The lung capacity of Indians is 30 per cent lower than North Americans or Europeans, making them highly vulnerable to diabetes, heart attacks or strokes, says a top scientist.
Dr Anurag Agrawal, director of the CSIR-Institute of Genomics & Integrative Biology (IGIB), believes air pollution, along with ethnicity, physical activity, nutrition, upbringing are the major factors behind this. The Shanti Swarup Bhatnagar awardee has now undertaken a major study to pinpoint the relative contribution of these factors in his capacity as a senior fellow of the Wellcome Trust – DBT India Alliance.

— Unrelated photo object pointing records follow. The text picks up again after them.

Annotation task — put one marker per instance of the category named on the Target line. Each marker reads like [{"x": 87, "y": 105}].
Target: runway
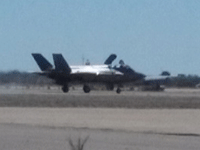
[{"x": 27, "y": 125}]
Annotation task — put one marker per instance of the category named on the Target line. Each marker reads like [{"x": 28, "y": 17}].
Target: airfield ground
[{"x": 45, "y": 119}]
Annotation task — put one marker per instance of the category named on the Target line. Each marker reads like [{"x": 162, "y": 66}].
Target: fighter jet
[{"x": 63, "y": 74}]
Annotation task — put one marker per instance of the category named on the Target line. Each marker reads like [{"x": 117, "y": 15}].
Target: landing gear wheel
[
  {"x": 65, "y": 89},
  {"x": 86, "y": 88},
  {"x": 118, "y": 91},
  {"x": 110, "y": 87}
]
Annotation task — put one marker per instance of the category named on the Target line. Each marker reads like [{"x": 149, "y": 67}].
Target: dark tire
[
  {"x": 86, "y": 89},
  {"x": 110, "y": 87},
  {"x": 118, "y": 91},
  {"x": 65, "y": 89}
]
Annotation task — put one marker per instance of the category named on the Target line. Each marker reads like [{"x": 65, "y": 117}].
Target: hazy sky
[{"x": 149, "y": 35}]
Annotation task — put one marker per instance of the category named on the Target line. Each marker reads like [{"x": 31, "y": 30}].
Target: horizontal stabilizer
[
  {"x": 110, "y": 59},
  {"x": 42, "y": 62},
  {"x": 61, "y": 64}
]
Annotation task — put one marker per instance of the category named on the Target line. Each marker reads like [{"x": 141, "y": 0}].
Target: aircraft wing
[
  {"x": 156, "y": 79},
  {"x": 110, "y": 59}
]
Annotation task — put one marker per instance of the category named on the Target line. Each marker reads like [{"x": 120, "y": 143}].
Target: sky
[{"x": 150, "y": 36}]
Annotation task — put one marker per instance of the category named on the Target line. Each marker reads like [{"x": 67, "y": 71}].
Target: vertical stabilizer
[
  {"x": 61, "y": 64},
  {"x": 42, "y": 62},
  {"x": 110, "y": 59}
]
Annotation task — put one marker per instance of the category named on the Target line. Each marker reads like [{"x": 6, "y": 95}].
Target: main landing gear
[
  {"x": 65, "y": 88},
  {"x": 86, "y": 89},
  {"x": 118, "y": 90}
]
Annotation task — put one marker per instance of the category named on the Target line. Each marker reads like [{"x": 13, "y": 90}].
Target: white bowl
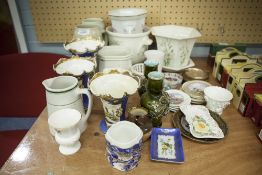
[
  {"x": 114, "y": 57},
  {"x": 128, "y": 20},
  {"x": 217, "y": 98},
  {"x": 176, "y": 42},
  {"x": 136, "y": 43}
]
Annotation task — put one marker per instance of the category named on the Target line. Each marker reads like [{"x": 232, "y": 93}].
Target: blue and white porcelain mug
[{"x": 123, "y": 145}]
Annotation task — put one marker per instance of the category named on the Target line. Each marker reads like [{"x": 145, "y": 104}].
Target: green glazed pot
[{"x": 154, "y": 99}]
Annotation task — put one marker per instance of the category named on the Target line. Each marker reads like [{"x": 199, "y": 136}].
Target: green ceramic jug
[{"x": 154, "y": 99}]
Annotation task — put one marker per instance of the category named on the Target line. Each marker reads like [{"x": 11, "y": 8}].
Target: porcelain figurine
[
  {"x": 123, "y": 145},
  {"x": 154, "y": 99},
  {"x": 113, "y": 87},
  {"x": 67, "y": 134}
]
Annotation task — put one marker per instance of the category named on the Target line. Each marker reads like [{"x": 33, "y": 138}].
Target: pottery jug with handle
[{"x": 64, "y": 92}]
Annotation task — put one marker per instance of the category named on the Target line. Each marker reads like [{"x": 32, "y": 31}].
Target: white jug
[{"x": 63, "y": 92}]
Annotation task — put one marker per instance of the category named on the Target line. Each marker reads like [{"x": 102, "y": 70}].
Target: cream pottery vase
[
  {"x": 176, "y": 42},
  {"x": 67, "y": 133},
  {"x": 217, "y": 98},
  {"x": 136, "y": 43},
  {"x": 128, "y": 20},
  {"x": 123, "y": 145},
  {"x": 63, "y": 92},
  {"x": 113, "y": 86},
  {"x": 114, "y": 57}
]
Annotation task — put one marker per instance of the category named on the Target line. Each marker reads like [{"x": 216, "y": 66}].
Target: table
[{"x": 239, "y": 153}]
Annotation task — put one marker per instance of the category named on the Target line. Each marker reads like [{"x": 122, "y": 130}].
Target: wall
[{"x": 200, "y": 50}]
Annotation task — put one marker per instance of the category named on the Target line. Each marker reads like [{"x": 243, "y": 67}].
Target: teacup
[
  {"x": 123, "y": 145},
  {"x": 217, "y": 98}
]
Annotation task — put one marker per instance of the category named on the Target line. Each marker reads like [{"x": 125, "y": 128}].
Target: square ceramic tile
[{"x": 166, "y": 145}]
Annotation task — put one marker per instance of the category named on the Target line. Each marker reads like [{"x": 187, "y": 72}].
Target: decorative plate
[
  {"x": 195, "y": 74},
  {"x": 201, "y": 124},
  {"x": 166, "y": 145},
  {"x": 176, "y": 69},
  {"x": 75, "y": 66},
  {"x": 178, "y": 98},
  {"x": 180, "y": 122}
]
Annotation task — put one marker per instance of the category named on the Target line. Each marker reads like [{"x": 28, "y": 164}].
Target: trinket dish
[
  {"x": 180, "y": 122},
  {"x": 75, "y": 66},
  {"x": 166, "y": 145},
  {"x": 172, "y": 80},
  {"x": 201, "y": 124}
]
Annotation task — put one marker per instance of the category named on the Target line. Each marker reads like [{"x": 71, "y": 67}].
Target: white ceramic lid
[
  {"x": 74, "y": 66},
  {"x": 123, "y": 12},
  {"x": 114, "y": 52},
  {"x": 218, "y": 93},
  {"x": 175, "y": 32},
  {"x": 124, "y": 134},
  {"x": 113, "y": 84}
]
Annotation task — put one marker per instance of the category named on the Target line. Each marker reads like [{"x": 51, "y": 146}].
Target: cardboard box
[
  {"x": 232, "y": 62},
  {"x": 235, "y": 72},
  {"x": 246, "y": 102},
  {"x": 239, "y": 86},
  {"x": 225, "y": 53},
  {"x": 257, "y": 111}
]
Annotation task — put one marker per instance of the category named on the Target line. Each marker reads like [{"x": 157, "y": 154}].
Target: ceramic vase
[
  {"x": 67, "y": 133},
  {"x": 123, "y": 145},
  {"x": 119, "y": 84},
  {"x": 154, "y": 99}
]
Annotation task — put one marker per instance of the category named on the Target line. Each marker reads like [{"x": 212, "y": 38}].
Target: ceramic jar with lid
[{"x": 154, "y": 99}]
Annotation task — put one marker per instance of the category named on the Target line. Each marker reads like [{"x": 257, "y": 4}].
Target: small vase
[
  {"x": 154, "y": 99},
  {"x": 67, "y": 133},
  {"x": 149, "y": 66}
]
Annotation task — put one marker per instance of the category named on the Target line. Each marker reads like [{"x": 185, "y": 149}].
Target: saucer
[{"x": 179, "y": 68}]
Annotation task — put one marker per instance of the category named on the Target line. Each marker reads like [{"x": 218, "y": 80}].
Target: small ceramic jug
[
  {"x": 67, "y": 133},
  {"x": 123, "y": 145},
  {"x": 63, "y": 92}
]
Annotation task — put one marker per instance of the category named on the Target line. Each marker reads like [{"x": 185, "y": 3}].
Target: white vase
[
  {"x": 67, "y": 133},
  {"x": 176, "y": 42},
  {"x": 137, "y": 43}
]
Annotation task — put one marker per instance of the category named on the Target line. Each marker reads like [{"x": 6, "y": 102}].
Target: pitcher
[{"x": 63, "y": 92}]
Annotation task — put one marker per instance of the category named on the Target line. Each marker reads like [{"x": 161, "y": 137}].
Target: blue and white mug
[{"x": 123, "y": 145}]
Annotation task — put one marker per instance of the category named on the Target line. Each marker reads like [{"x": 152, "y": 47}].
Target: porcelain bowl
[
  {"x": 217, "y": 98},
  {"x": 136, "y": 43},
  {"x": 113, "y": 84},
  {"x": 114, "y": 57},
  {"x": 84, "y": 47},
  {"x": 128, "y": 20},
  {"x": 176, "y": 42},
  {"x": 75, "y": 66}
]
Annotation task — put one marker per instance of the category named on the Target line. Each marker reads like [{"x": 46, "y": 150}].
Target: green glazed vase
[
  {"x": 154, "y": 99},
  {"x": 149, "y": 66}
]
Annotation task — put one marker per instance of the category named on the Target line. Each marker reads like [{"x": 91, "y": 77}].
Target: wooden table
[{"x": 239, "y": 153}]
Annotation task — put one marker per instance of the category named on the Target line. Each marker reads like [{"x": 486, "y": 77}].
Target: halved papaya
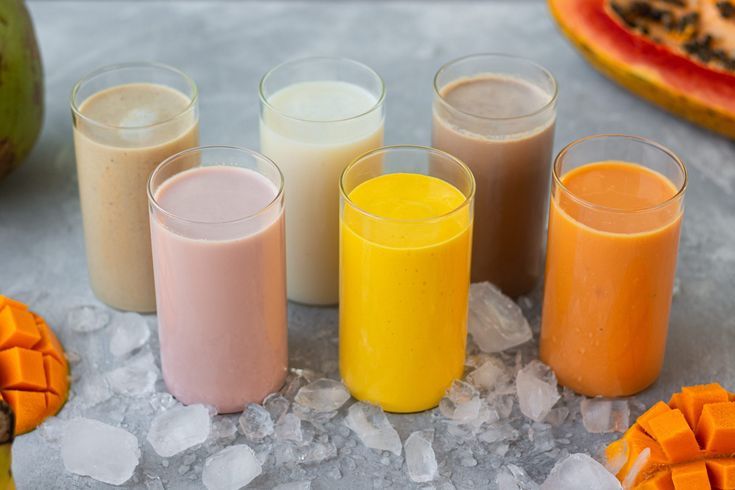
[
  {"x": 676, "y": 54},
  {"x": 34, "y": 372}
]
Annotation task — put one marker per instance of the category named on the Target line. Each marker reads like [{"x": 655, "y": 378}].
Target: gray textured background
[{"x": 226, "y": 46}]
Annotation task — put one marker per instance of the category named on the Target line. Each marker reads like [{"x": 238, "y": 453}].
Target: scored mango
[
  {"x": 34, "y": 372},
  {"x": 686, "y": 444}
]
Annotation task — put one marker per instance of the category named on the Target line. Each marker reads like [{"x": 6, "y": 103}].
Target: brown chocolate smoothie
[{"x": 503, "y": 128}]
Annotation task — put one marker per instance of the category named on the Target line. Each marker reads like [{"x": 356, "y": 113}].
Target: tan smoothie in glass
[
  {"x": 502, "y": 126},
  {"x": 121, "y": 133}
]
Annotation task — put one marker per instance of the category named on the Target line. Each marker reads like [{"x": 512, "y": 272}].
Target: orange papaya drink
[
  {"x": 616, "y": 211},
  {"x": 405, "y": 245}
]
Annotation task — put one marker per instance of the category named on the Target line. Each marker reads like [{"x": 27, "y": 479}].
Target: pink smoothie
[{"x": 220, "y": 286}]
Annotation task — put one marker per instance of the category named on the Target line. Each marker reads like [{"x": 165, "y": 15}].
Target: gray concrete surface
[{"x": 226, "y": 47}]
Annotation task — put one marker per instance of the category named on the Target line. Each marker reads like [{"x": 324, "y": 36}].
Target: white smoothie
[{"x": 312, "y": 130}]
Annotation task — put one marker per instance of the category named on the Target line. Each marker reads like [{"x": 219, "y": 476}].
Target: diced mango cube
[
  {"x": 676, "y": 401},
  {"x": 49, "y": 345},
  {"x": 674, "y": 435},
  {"x": 29, "y": 408},
  {"x": 722, "y": 473},
  {"x": 660, "y": 481},
  {"x": 716, "y": 430},
  {"x": 56, "y": 376},
  {"x": 695, "y": 397},
  {"x": 22, "y": 369},
  {"x": 53, "y": 404},
  {"x": 17, "y": 328},
  {"x": 691, "y": 476}
]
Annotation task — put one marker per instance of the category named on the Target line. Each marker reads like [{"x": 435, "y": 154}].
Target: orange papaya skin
[{"x": 703, "y": 95}]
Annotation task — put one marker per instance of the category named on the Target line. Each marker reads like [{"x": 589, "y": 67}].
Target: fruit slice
[
  {"x": 695, "y": 397},
  {"x": 663, "y": 447},
  {"x": 673, "y": 56},
  {"x": 671, "y": 431},
  {"x": 34, "y": 371},
  {"x": 722, "y": 473},
  {"x": 691, "y": 476},
  {"x": 716, "y": 431}
]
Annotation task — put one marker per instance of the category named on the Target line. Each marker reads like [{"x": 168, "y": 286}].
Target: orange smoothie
[{"x": 611, "y": 259}]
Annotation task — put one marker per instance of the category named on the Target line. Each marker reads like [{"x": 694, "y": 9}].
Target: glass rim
[
  {"x": 468, "y": 197},
  {"x": 680, "y": 190},
  {"x": 310, "y": 59},
  {"x": 252, "y": 153},
  {"x": 550, "y": 103},
  {"x": 194, "y": 98}
]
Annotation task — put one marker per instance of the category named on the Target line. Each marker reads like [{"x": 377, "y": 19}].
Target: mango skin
[{"x": 21, "y": 85}]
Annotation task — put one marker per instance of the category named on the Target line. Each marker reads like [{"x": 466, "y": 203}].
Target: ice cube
[
  {"x": 85, "y": 319},
  {"x": 138, "y": 117},
  {"x": 135, "y": 378},
  {"x": 420, "y": 457},
  {"x": 373, "y": 428},
  {"x": 323, "y": 395},
  {"x": 277, "y": 405},
  {"x": 615, "y": 463},
  {"x": 179, "y": 428},
  {"x": 292, "y": 385},
  {"x": 557, "y": 416},
  {"x": 635, "y": 469},
  {"x": 580, "y": 472},
  {"x": 536, "y": 390},
  {"x": 288, "y": 428},
  {"x": 296, "y": 485},
  {"x": 495, "y": 321},
  {"x": 498, "y": 433},
  {"x": 223, "y": 428},
  {"x": 130, "y": 332},
  {"x": 231, "y": 468},
  {"x": 106, "y": 453},
  {"x": 513, "y": 477},
  {"x": 461, "y": 403},
  {"x": 255, "y": 422},
  {"x": 541, "y": 437},
  {"x": 490, "y": 374},
  {"x": 601, "y": 416},
  {"x": 162, "y": 401}
]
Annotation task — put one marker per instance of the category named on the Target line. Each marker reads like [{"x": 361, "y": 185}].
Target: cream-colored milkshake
[
  {"x": 312, "y": 129},
  {"x": 120, "y": 134}
]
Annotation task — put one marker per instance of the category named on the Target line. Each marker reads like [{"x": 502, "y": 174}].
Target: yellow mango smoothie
[{"x": 405, "y": 246}]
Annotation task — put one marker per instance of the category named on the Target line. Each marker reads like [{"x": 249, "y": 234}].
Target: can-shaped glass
[
  {"x": 405, "y": 249},
  {"x": 497, "y": 114},
  {"x": 317, "y": 115},
  {"x": 217, "y": 231},
  {"x": 127, "y": 119},
  {"x": 617, "y": 205}
]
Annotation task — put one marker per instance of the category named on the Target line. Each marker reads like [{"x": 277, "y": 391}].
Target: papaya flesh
[
  {"x": 680, "y": 82},
  {"x": 21, "y": 85}
]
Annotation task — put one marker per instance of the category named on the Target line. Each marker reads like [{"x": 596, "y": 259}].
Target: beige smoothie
[
  {"x": 120, "y": 134},
  {"x": 475, "y": 119}
]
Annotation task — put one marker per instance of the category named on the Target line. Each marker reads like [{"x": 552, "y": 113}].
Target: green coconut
[{"x": 21, "y": 85}]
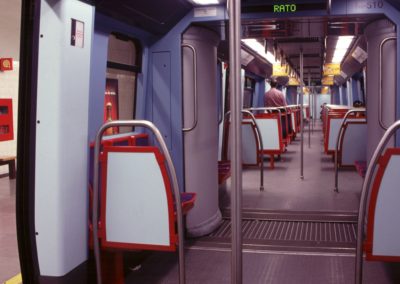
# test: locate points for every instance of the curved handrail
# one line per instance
(365, 193)
(175, 186)
(338, 138)
(259, 139)
(381, 124)
(194, 88)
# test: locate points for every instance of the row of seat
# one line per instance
(137, 207)
(278, 127)
(346, 137)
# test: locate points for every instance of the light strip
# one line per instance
(342, 45)
(259, 48)
(205, 2)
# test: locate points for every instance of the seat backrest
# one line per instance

Agrawal said, according to data sourced from the American Thorasic Society, the Forced Vital Capacity (FVC) of Indians was 30 per cent lower than North Americans or Europeans and marginally lower than the Chinese. FVC is the total amount of air exhaled as hard and as fast as possible after maximum inhalation, which, he said, was a major indicator of a person’s susceptibility to cardiovascular diseases, even more than cholesterol.
“It means an average Indian being measured by American standards would fall into restrictive low lung function capacity. People in this category have been shown to die much faster of diabetes, heart attacks and stroke,” Agrawal told PTI.
The Wellcome Trust/DBT India Alliance is an initiative funded equally by the Wellcome Trust, UK and Department of Biotechnology, India. A recent study, by the department of pulmonary medicine at the Vallabhbhai Patel Chest Institute, found that the lung capacity of children in Delhi was 10 per cent lower than those in the US or those of Caucasian origin.
However, in this case, the researchers had developed India-specific norms in arriving at the conclusion, to minimise possible errors arising out of direct comparison with American standards. But Agrawal disagrees. He said doing so, just to make 90 per cent of Indians feel that they have normal lung capacity, would be a “disservice”.
“Only if people are told they are at higher risk will they focus on nutrition, lifestyle. Of course, air pollution is one part of the story. The study I have undertaken will bring out whether we have genuinely healthy small lungs or diseased lungs,” he said.
A report released by the Centre for Science and Environment (CSE) yesterday says every third child in Delhi has impaired lungs. CSIR-IGIB is an institute of Council of Scientific and Industrial Research (CSIR), engaged in research of national importance in the areas of genomics, molecular medicine, bioinformatics, proteomics and environmental biotechnology.